Monday, May 31, 2010

Flotilla Intel Dump

Synopsis of Events

After a few days of delay, the Turkish-flagged Mavi Marmara and 5 other ships left Cyprus on Sunday May 30th, 2010 with humanitarian supplies en route to Gaza. Because of the ongoing naval blockade by Israel on the Gaza strip, the Israeli government made clear that the ships would not be allowed into Gaza but were welcome to land at Ashdod and transfer their supplies to Gaza via the land crossings.

At some point last night, the naval buffer zone, normally at 40 miles off the coast, was extended to 62 miles. This extension was widely unrecognized by the international community.

The Israeli Navy made contact with the flotilla around 4 A.M. local time on Monday May 31, 2010 and issued a verbal warning to change course for the Israeli port of Ashdod. The warnings, as expected, went unheeded.

The Navy then boarded 5 of the boats to inspect them for weapons. This occurred in international waters, at least 70 miles off the Israeli coast. It is unclear if at this point the Navy also took control of the ships to steer them away from the Gaza strip.

The Navy boarded the Mavi Marmara at 5 A.M. by having commandos rappell onto the ship from helicopters. The ship had roughly 700 passengers from 40 countries, and was reported to have been carrying 10,000 tons of humanitarian aid.

What happens next is disputed.

The IDF claims they attempted to apprehended two activists holding pistols. As the IDF soldiers were emptying the pistols, the activists are purported to have regained the pistols and opened fire. Jonathan Peled, minister-counselor at the Israeli embassy in Washington said the soldiers came aboard carrying paintball pistols, but were attacked with knives and metal bars. One naval commando was stabbed, prompting the soldiers to open up with live fire. IDF footage also shows captured knives and pepper spray or mace.

The Free Gaza Movement
, a group sponsoring the flotilla, claims that the IDF entered the ship and opened fire on the passengers on the ship, all of whom were civilians.

Video Analysis

Footage shows the use of force by both IDF soldiers and activists. In the aftermath of the violence, at least 10 activists are killed (most of them Turkish), and 7 Israeli commandos wounded. In this video, the soldiers appear to engage with a weapon at 1:03. The IDF press office does not highlight this in the video, so I have done so below using a red circle.

The weapon appears to be a paintball gun like the one pictured below:

No currently released footage shows the point at which the IDF used lethal force against the activists. Nor does any footage show the very beginning of the raid. When this video begins, the rappel line has already been lowered.

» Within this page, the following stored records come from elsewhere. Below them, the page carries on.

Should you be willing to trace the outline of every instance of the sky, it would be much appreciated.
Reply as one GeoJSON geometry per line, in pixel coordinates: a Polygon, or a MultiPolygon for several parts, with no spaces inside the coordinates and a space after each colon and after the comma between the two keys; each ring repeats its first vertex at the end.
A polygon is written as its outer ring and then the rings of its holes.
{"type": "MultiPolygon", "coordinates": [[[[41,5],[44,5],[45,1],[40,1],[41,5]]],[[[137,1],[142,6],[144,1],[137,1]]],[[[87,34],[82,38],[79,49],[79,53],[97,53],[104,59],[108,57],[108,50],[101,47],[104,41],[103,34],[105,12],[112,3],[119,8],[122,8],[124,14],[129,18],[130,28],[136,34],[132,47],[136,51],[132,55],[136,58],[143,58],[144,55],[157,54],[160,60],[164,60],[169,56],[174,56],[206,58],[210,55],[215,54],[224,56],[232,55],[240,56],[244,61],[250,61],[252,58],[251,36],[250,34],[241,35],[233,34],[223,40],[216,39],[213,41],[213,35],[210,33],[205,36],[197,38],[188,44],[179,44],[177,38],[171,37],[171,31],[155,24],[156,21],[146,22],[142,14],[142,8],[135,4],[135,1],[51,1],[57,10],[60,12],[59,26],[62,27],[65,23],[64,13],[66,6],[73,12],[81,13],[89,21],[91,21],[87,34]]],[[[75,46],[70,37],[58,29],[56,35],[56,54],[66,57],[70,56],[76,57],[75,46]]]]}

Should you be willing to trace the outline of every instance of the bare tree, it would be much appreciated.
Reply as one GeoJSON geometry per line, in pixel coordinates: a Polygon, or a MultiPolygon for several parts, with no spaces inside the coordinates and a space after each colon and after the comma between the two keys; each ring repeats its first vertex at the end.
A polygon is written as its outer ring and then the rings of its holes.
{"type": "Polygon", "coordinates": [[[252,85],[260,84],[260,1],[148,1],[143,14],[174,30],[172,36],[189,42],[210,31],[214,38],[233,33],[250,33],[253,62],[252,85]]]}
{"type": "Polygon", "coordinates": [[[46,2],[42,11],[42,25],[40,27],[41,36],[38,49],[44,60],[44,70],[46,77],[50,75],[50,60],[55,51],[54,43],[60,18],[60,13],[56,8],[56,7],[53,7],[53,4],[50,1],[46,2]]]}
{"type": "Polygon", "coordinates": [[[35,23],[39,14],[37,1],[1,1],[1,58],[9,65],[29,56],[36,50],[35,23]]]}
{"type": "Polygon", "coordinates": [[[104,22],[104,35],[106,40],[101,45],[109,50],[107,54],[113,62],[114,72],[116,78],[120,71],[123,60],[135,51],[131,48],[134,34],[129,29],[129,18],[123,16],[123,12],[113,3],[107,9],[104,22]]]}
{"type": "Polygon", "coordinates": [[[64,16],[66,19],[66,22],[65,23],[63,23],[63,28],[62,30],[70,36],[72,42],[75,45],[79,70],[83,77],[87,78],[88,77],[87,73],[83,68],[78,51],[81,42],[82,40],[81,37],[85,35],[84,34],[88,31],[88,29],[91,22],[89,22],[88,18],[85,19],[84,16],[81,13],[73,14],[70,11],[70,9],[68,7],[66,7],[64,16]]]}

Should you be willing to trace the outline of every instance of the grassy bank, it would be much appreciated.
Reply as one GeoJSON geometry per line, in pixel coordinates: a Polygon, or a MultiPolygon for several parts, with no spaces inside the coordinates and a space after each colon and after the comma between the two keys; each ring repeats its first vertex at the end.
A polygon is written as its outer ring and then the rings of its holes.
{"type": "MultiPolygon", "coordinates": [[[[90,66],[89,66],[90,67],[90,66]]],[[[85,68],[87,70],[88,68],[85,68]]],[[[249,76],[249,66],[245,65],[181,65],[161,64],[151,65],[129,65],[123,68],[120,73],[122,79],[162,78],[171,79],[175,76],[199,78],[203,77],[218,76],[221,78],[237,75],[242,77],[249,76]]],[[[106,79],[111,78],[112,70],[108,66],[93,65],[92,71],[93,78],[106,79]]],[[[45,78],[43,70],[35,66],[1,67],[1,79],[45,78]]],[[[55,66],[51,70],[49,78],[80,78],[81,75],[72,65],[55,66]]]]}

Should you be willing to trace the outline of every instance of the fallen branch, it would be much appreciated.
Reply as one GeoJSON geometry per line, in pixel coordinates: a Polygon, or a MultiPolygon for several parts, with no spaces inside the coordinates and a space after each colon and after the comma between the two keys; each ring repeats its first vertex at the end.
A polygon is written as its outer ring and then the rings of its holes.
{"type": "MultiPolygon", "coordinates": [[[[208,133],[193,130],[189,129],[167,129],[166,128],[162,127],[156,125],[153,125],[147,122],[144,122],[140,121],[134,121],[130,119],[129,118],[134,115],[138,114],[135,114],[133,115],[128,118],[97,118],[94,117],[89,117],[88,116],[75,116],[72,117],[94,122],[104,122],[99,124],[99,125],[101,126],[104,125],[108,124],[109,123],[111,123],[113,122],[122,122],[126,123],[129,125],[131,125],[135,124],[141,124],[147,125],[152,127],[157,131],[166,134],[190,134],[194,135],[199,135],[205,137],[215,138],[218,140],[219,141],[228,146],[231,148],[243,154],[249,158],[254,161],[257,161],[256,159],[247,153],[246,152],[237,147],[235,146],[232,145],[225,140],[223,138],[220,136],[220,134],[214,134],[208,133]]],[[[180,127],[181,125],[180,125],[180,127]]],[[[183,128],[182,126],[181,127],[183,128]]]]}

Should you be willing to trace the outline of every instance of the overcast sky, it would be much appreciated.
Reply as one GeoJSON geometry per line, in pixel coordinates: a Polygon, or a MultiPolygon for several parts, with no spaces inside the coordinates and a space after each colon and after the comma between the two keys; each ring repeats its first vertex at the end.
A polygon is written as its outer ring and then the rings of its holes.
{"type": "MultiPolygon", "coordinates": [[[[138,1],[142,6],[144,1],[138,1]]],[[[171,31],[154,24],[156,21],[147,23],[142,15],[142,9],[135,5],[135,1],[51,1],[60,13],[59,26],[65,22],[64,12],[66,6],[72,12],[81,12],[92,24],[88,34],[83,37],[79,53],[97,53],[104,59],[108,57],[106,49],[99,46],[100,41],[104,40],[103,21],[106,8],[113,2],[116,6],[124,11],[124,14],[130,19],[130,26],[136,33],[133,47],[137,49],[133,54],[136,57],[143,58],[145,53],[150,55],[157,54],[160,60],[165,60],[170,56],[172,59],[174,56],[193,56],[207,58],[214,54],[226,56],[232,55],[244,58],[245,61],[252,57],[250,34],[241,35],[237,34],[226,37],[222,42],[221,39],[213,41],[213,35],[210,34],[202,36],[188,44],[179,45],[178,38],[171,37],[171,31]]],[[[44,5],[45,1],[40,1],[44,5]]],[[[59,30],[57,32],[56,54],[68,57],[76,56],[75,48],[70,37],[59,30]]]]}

Israeli reporters on board the vessel have been prohibited from reporting by the IDF military censor, so this footage is unlikely to emerge soon, if ever.

The ship is currently in port at Ashdod, and its passengers will be either voluntarily deported or arrested. The IDF soldiers are being asked to identify those who responded violently to them, and those passengers will be put on trial in Israel. At least 32 passengers have been taken to a prison in Beer Sheva. 16 have refused to identify themselves. 25 activists have agreed to voluntary deportation.

International Impact

Turkey recalled its envoy to Israel and summoned the Israeli envoy to Turkey. Turkey warns the raid could affect bilateral relations.

British Foreign Secretary William Hague cautioned Israel to exercise restraint. He deplored the loss of life and called for an easing of the Gaza siege.

Greece has withdrawn from a joint military exercise with Israel.

Iran has said the raid will lead to the country's demise.

Egypt summoned the Israeli ambassador.

France, Ireland, Greece, and Sweden
have summoned their Israeli ambassadors.

The Arab League has called the raid a "crime." The Arab league will convene to discuss the issue at Syria's request.

PA President Mahmoud Abbas called it a "massacre."

Pakistani Prime Minister Syed Yusuf Raza Gilani, in a statement, "strongly condemned" what he called an "assault" by the Israeli military on the flotilla.

Protests occured in Istanbul, Ankara, London, Lahore, Tripoli, Paris, Athens, Thessoloniki, Refugee camps in Lebanon, Beirut, Amman, Tehran, Sarajevo, Geneva, Cairo, Tel Aviv, Washington D.C., and New York.

The United States' deputy press secretary Bill Burton said, "The United States deeply regrets the loss of life and injuries sustained and is currently working to understand the circumstances surrounding this tragedy." Israeli PM Benyamin Netanyahu has cancelled his trip to the US this week, and departed Canada this morning to return to Israel.

The UN Security Council is holding an emergency session in which it called for an investigation, and urged Israel to lift the siege on Gaza.

Additionally, Israeli lawyers Avigdor Feldman, Yiftah Cohen, Itamar Mann and Omer Shatz have petitioned the Israeli High Court of Justice, alleging that the Israeli government violated the UN Convention on the Law of the Sea.